Discovering significant and interpretable patterns from multifactorial DNA microarray data with poor replication.

Motivation: Multivariate analyses are advantageous for the simultaneous testing of the separate and combined effects of many variables and of their interactions. In factorial designs with many factors and/or levels, however, sufficient replication is often prohibitively costly. Furthermore, complicated statements are often required for the biological interpretation of the higher-order interactions determined by standard statistical techniques like analysis of variance.

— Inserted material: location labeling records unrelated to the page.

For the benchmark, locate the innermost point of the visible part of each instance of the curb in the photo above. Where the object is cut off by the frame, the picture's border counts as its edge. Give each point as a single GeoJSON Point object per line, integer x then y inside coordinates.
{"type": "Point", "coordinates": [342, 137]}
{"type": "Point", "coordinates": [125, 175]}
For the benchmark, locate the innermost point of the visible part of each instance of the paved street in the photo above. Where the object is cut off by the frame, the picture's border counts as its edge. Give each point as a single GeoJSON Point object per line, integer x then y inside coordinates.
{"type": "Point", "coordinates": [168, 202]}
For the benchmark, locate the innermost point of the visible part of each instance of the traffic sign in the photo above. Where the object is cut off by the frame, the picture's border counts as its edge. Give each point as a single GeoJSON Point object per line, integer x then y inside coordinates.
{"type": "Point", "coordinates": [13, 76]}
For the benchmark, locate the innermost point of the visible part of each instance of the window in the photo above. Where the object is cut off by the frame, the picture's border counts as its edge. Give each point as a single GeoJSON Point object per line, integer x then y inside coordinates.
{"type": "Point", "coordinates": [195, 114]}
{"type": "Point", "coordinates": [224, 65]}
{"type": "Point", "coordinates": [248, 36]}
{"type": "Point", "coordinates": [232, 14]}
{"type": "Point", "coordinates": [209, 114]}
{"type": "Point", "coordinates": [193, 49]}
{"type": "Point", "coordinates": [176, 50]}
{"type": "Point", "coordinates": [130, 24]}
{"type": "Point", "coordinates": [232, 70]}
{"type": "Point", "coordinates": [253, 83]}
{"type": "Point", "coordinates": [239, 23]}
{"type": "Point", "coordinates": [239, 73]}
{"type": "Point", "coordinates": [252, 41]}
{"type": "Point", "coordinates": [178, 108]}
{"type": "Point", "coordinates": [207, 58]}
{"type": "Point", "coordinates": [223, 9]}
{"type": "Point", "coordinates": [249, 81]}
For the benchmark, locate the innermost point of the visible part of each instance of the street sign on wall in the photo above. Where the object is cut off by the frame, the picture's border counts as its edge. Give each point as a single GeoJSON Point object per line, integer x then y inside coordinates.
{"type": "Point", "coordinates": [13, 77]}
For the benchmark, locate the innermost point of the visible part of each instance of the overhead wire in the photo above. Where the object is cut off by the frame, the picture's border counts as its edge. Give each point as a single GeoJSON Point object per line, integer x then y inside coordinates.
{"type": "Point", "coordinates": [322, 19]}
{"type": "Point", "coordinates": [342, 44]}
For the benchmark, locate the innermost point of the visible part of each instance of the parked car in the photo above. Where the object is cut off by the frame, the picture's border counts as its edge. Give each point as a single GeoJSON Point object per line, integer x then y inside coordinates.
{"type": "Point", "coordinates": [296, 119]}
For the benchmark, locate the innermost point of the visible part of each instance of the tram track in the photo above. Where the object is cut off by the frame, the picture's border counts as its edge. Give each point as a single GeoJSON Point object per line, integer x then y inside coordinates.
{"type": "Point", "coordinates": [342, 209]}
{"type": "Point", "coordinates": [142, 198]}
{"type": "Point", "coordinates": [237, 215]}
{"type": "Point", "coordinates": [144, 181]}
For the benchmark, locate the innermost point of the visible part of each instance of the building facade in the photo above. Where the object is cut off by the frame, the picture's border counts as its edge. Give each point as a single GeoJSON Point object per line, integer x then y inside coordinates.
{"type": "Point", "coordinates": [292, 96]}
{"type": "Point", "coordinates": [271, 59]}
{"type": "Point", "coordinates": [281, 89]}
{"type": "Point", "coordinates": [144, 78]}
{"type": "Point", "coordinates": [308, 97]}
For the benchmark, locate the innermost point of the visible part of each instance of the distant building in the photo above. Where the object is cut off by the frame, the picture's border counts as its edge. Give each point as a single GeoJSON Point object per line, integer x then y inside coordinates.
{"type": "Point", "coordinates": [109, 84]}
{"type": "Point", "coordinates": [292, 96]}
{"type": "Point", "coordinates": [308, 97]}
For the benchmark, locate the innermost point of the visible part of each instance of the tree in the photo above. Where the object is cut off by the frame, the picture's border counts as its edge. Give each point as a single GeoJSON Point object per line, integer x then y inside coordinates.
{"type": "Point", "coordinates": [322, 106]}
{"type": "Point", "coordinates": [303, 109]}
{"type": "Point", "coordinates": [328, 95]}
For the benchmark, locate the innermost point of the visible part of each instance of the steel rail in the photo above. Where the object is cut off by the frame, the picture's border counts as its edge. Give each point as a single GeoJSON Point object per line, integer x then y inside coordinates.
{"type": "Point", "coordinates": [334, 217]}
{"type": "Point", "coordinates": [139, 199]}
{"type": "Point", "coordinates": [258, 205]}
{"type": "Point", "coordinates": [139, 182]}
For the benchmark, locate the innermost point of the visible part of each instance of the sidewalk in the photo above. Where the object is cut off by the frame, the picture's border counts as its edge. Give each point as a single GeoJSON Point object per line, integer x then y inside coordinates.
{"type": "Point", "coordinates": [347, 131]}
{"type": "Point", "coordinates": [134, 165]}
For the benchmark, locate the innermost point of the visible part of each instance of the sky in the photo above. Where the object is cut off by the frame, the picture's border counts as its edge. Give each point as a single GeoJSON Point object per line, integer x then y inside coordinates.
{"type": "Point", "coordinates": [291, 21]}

Results: Because we are usually interested in finding factor-specific effects or their interactions, we assumed that the observed expression profile of a gene is a manifestation of an underlying factor-specific generative pattern (FSGP) combined with noise. Thus, a genetic algorithm was created to find the nearest FSGP for each expression profile. We then measured the distance between each profile and the corresponding nearest FSGP. Permutation testing for the distance measures successfully identified those genes with statistically significant profiles, thus yielding straightforward biological interpretations. Association networks of genes, drugs, and cell lines were created as tripartite graphs, representing significant and interpretable relations, by using a microarray experiment of gastric-cancer cell lines with a factorial design and no replication. The proposed method may benefit the combined analysis of heterogeneous expression data from the growing public repositories.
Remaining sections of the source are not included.